Baca juga : Di Persidangan, Ahli Sebut Belum Ada Kerugian Negara Nyata dalam Kasus LPEI
Jaksa menilai para terdakwa dari pihak LPEI bertanggung jawab penuh atas pencairan fasilitas pembiayaan kepada PT TI dan PT PAS.
Para terdakwa juga dinilai tidak melakukan pengawasan aktif, tidak memverifikasi jaminan, dan tidak membandingkannya dengan kemampuan bayar debitur.
"Tapi para terdakwa tetap membuat akta untuk mencairkan proposal kredit, meskipun cash deficit guarantee tidak mencukupi," sebut jaksa saat membacakan surat tuntutan, Jumat (21/8/2026).
Jaksa meyakini para terdakwa bersalah melanggar Pasal 603 juncto Pasal 20 huruf c UU Nomor 1 Tahun 2023 tentang KUHP juncto Pasal 18 Undang-Undang Nomor 31 Tahun 1999 tentang Pemberantasan Tindak Pidana Korupsi.
Jaksa kemudian menuntut enam terdakwa mantan pejabat LPEI, yakni Andi Maulana Adjie, Intan Apriadi, Gamaginta, Komaruzzaman, Dwi Wahyudi, dan Ryan Wahyudi, masing-masing selama 8,5 tahun penjara.
Jaksa juga menjatuhkan pidana denda sebesar Rp 1 miliar subsider 190 hari pidana penjara pengganti. Namun, jaksa tidak membebankan pidana tambahan berupa uang pengganti kepada keenam terdakwa tersebut.

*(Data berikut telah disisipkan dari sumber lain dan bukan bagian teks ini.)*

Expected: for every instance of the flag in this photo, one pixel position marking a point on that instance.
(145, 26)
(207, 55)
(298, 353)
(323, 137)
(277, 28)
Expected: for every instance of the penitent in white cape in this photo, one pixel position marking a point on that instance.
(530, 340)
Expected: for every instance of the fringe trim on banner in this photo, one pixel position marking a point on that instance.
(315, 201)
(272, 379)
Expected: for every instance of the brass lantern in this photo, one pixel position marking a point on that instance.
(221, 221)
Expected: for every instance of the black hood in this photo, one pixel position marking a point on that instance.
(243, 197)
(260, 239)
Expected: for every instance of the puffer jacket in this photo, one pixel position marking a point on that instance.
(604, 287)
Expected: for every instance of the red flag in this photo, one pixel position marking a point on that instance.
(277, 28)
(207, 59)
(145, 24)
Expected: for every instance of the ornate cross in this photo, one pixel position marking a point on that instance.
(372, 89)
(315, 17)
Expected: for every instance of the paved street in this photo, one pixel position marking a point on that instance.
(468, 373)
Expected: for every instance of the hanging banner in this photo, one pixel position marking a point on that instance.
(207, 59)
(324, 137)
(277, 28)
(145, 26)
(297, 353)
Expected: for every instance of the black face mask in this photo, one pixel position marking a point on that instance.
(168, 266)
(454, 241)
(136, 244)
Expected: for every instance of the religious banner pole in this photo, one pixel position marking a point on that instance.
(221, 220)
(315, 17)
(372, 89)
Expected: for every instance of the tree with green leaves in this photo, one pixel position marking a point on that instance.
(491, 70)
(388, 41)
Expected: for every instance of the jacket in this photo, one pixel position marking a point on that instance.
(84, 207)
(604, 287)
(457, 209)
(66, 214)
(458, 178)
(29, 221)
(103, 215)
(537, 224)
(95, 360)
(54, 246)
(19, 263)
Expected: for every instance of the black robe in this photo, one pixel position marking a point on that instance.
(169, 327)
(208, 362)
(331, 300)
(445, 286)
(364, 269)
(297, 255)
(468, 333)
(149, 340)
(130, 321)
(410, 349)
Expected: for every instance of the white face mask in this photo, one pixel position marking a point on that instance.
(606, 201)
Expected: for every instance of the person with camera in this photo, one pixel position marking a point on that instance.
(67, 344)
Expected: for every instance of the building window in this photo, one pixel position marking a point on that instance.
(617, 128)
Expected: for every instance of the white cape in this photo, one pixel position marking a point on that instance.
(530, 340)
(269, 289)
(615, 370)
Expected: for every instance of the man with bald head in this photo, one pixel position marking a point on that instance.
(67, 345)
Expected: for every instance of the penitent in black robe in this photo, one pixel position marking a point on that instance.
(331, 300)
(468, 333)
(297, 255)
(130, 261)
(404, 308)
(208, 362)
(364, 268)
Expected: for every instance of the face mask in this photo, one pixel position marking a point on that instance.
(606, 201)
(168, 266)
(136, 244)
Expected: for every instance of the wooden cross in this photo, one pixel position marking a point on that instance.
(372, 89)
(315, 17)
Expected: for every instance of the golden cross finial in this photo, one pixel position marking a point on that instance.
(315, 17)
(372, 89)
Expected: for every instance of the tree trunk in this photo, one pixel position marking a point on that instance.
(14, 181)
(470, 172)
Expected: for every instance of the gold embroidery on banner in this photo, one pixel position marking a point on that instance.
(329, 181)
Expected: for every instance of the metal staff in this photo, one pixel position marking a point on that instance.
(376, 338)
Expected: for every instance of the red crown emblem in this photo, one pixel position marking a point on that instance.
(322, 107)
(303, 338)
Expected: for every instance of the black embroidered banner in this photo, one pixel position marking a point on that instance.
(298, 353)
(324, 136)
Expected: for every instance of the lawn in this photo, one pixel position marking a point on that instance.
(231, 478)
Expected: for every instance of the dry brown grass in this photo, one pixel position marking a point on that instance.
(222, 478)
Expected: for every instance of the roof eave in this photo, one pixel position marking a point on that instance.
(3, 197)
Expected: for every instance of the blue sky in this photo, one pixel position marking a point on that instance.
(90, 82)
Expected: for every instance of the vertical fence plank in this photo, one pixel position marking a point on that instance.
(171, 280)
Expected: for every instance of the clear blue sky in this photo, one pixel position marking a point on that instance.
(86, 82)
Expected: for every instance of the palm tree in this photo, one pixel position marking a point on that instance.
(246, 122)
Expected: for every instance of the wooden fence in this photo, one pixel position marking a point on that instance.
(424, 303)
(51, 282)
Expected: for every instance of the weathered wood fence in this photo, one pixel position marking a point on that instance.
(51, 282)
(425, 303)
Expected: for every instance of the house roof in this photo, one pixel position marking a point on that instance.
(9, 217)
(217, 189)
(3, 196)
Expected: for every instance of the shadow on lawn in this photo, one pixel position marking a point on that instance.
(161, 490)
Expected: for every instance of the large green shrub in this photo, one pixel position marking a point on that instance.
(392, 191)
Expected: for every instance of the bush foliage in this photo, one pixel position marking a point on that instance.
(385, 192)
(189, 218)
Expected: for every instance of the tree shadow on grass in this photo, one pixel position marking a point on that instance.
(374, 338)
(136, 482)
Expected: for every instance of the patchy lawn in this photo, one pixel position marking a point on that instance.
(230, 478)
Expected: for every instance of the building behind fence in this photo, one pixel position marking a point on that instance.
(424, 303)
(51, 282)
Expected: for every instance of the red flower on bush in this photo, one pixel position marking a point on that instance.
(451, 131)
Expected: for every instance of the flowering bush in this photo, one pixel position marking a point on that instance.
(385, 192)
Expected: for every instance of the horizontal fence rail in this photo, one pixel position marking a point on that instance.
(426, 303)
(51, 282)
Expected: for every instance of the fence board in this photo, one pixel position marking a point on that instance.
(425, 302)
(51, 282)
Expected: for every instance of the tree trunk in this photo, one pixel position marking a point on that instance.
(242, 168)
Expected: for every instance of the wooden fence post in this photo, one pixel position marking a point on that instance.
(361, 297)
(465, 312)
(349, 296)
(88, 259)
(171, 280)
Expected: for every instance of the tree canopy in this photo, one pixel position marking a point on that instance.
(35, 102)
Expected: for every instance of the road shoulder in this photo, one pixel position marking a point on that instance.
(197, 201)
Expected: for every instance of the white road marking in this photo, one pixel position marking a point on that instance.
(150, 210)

Sementara itu, terdakwa dari pihak swasta, Handoko Limaho, dituntut pidana penjara selama 11 tahun, denda Rp 1 miliar subsider 190 hari pidana penjara pengganti, serta membayar uang pengganti Rp 346,4 miliar subsider 5,5 tahun penjara.
Adapun Liu Raymond dituntut 13 tahun penjara, pidana denda Rp 1 miliar subsider 190 hari pidana penjara pengganti, serta uang pengganti Rp 646,3 miliar subsider 6,5 tahun penjara.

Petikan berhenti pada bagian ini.